Checkpoint: [link](anonymous-link-will-be-released-after-acceptance)  
To run this downloaded model, in [`dipper_paraphrases/paraphrase_minimal.py`](dipper_paraphrases/paraphrase_minimal.py), uncomment the line `dp = DipperParaphraser(model="...")` and specify your model checkpoint path.

*SIM model*

You could optionally download the SIM model from Wieting et al. 2021 for calculating semantic similarity of the paraphrased outputs. Download the two files in [this link](anonymous-link-will-be-released-after-acceptance) and place them in [`dipper_paraphrases/sim`](dipper_paraphrases/sim).

**Verify DIPPER is working**

Please run the script [`dipper_paraphrases/paraphrase_minimal.py`](dipper_paraphrases/paraphrase_minimal.py) and compare the outputs with [`sample_outputs.md`](sample_outputs.md).
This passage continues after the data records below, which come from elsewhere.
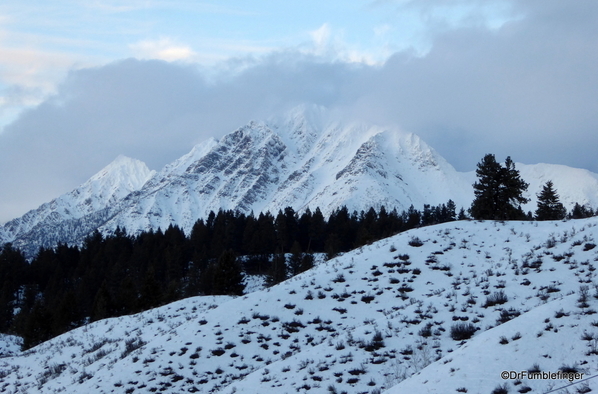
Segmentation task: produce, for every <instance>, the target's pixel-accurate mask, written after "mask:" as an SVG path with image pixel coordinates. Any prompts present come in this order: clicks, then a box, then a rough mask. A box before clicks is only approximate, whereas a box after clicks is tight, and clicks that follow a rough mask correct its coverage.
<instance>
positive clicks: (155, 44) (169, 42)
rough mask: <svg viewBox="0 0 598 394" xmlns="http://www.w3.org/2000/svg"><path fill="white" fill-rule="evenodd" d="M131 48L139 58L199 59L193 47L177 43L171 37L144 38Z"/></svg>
mask: <svg viewBox="0 0 598 394" xmlns="http://www.w3.org/2000/svg"><path fill="white" fill-rule="evenodd" d="M130 48H131V50H132V51H133V54H134V56H135V57H136V58H138V59H159V60H165V61H167V62H173V61H177V60H187V61H191V60H193V59H197V54H196V53H195V52H194V51H193V50H192V49H191V47H189V46H187V45H183V44H179V43H176V42H174V41H173V40H172V39H170V38H160V39H159V40H155V41H151V40H144V41H140V42H138V43H135V44H132V45H130Z"/></svg>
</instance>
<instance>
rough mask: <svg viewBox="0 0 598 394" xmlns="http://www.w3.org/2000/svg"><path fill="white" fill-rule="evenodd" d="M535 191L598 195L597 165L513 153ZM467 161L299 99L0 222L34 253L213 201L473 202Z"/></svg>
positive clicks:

The greedy decoded outputs should exactly match, while the top_p samples will have some differences from the sample outputs but have higher diversity.
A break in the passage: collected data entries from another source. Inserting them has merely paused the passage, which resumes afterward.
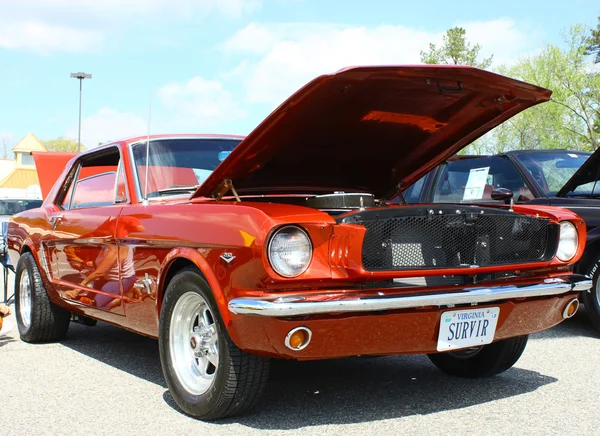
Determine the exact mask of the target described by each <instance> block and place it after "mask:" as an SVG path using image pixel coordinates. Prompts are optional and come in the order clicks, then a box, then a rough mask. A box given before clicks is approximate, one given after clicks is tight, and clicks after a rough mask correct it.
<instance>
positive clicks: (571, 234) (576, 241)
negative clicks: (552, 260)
mask: <svg viewBox="0 0 600 436" xmlns="http://www.w3.org/2000/svg"><path fill="white" fill-rule="evenodd" d="M578 246H579V235H578V234H577V228H576V227H575V226H574V225H573V223H570V222H569V221H563V222H562V223H560V241H559V243H558V250H556V257H558V258H559V259H560V260H562V261H563V262H567V261H569V260H571V259H573V256H575V253H577V247H578Z"/></svg>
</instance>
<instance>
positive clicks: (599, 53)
mask: <svg viewBox="0 0 600 436" xmlns="http://www.w3.org/2000/svg"><path fill="white" fill-rule="evenodd" d="M586 44H587V47H586V50H585V54H587V55H592V56H594V62H595V63H600V16H599V17H598V24H597V25H596V29H592V30H591V31H590V35H589V36H588V37H587V40H586Z"/></svg>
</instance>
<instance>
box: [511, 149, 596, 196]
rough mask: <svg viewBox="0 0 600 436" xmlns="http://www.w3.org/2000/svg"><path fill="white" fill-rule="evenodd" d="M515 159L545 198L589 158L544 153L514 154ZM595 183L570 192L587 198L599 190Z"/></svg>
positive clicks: (581, 185)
**(IMPORTANT) paraphraser differences from paper**

There are two minor differences between the actual model and the paper's description:

1. Our model uses `<sent> ... </sent>` tags instead of `<p> ... </p>` tags.

2. The lexical and order diversity codes used by the actual model correspond to "similarity" rather than "diversity". For a diversity of X, please use the control code value `100 - X`. In other words, L60-O60 in the paper corresponds to `lex = 40, order = 40` as the control code input to the model.

This is all documented in our minimal sample script to run DIPPER, [`dipper_paraphrases/paraphrase_minimal.py`](dipper_paraphrases/paraphrase_minimal.py).

### Reproducing experiments in the paper

Dataset: Download the folders `open-generation-data` and `lfqa-data` from [this Google Drive link](anonymous-link-will-be-released-after-acceptance). Place them in your root folder. Reproducing the experiments in the paper has three steps. We have already done Step 1 and Step 2 and added preprocessed data to Google Drive link.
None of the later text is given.